Hypothesis testing is a statistical procedure used to provide evidence in favor of some statement (called a hypothesis). For instance, hypothesis testing might be used to assess whether a population parameter, such as a population mean, differs from a specified standard or previous value. In this chapter we discuss testing hypotheses about population means, proportions, and variances.
In order to illustrate how hypothesis testing works, we revisit several cases introduced in previous chapters and also introduce some new cases:
The Payment Time Case: The consulting firm uses hypothesis testing to provide strong evidence that the new electronic billing system has reduced the mean payment time by more than 50 percent.
The Cheese Spread Case: The cheese spread producer uses hypothesis testing to supply extremely strong evidence that fewer than 10 percent of all current purchasers would stop buying the cheese spread if the new spout were used.
The Electronic Article Surveillance Case: A company that sells and installs EAS systems claims that at most 5 percent of all consumers would never shop in a store again if the store subjected them to a false EAS alarm. A store considering the purchase of such a system uses hypothesis testing to provide extremely strong evidence that this claim is not true.
The Trash Bag Case: A marketer of trash bags uses hypothesis testing to support its claim that the mean breaking strength of its new trash bag is greater than 50 pounds. As a result, a television network approves use of this claim in a commercial.
The Valentine’s Day Chocolate Case: A candy company projects that this year’s sales of its special valentine box of assorted chocolates will be 10 percent higher than last year. The candy company uses hypothesis testing to assess whether it is reasonable to plan for a 10 percent increase in sales of the valentine box.
9.1: The Null and Alternative Hypotheses and Errors in Hypothesis Testing
One of the authors’ former students is employed by a major television network in the standards and practices division. One of the division’s responsibilities is to reduce the chances that advertisers will make false claims in commercials run on the network. Our former student reports that the network uses a statistical methodology called hypothesis testing to do this.

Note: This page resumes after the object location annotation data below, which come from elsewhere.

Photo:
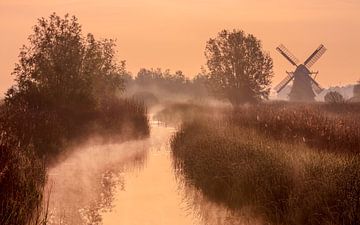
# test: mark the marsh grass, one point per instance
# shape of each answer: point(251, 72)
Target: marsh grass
point(283, 183)
point(329, 127)
point(29, 147)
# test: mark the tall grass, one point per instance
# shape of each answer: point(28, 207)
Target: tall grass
point(29, 147)
point(281, 182)
point(334, 127)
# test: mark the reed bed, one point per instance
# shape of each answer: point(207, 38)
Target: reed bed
point(240, 164)
point(330, 127)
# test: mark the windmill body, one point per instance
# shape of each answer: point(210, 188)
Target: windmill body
point(304, 88)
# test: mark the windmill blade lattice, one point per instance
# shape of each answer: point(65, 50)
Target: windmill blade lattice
point(284, 82)
point(288, 55)
point(315, 56)
point(316, 86)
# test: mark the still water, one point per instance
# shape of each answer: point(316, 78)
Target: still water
point(132, 183)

To see how this might be done, suppose that a company wishes to advertise a claim, and suppose that the network has reason to doubt that this claim is true. The network assumes for the sake of argument that the claim is not valid. This assumption is called the null hypothesis. The statement that the claim is valid is called the alternative, or research, hypothesis. The network will run the commercial only if the company making the claim provides sufficient sample evidence to reject the null hypothesis that the claim is not valid in favor of the alternative hypothesis that the claim is valid. Explaining the exact meaning of sufficient sample evidence is quite involved and will be discussed in the next section.

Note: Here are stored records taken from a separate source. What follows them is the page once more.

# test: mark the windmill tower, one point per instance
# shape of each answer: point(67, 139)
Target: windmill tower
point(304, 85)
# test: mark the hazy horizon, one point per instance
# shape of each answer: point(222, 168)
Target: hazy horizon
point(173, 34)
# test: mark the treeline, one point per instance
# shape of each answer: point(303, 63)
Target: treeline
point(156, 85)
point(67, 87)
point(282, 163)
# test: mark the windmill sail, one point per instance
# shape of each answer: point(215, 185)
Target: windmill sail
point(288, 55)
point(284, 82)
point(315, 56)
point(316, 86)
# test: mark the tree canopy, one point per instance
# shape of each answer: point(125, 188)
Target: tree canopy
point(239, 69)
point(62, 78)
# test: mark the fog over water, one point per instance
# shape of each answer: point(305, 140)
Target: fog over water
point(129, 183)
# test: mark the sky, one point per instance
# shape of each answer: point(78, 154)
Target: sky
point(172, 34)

The Null Hypothesis and the Alternative Hypothesis
In hypothesis testing:
1 The null hypothesis, denoted H0, is the statement being tested. Usually this statement represents the status quo and is not rejected unless there is convincing sample evidence that it is false.
2 The alternative, or research, hypothesis, de noted Ha, is a statement that will be accepted only if there is convincing sample evidence that it is true.
Setting up the null and alternative hypotheses in a practical situation can be tricky. In some situations there is a condition for which we need to attempt to find supportive evidence. We then formulate (1) the alternative hypothesis to be the statement that this condition exists and (2) the null hypothesis to be the statement that this condition does not exist. To illustrate this, we consider the following case studies.
EXAMPLE 9.1: The Trash Bag Case1
A leading manufacturer of trash bags produces the strongest trash bags on the market. The company has developed a new 30-gallon bag using a specially formulated plastic that is stronger and more biodegradable than other plastics. This plastic’s increased strength allows the bag’s thickness to be reduced, and the resulting cost savings will enable the company to lower its bag price by 25 percent. The company also believes the new bag is stronger than its current 30-gallon bag.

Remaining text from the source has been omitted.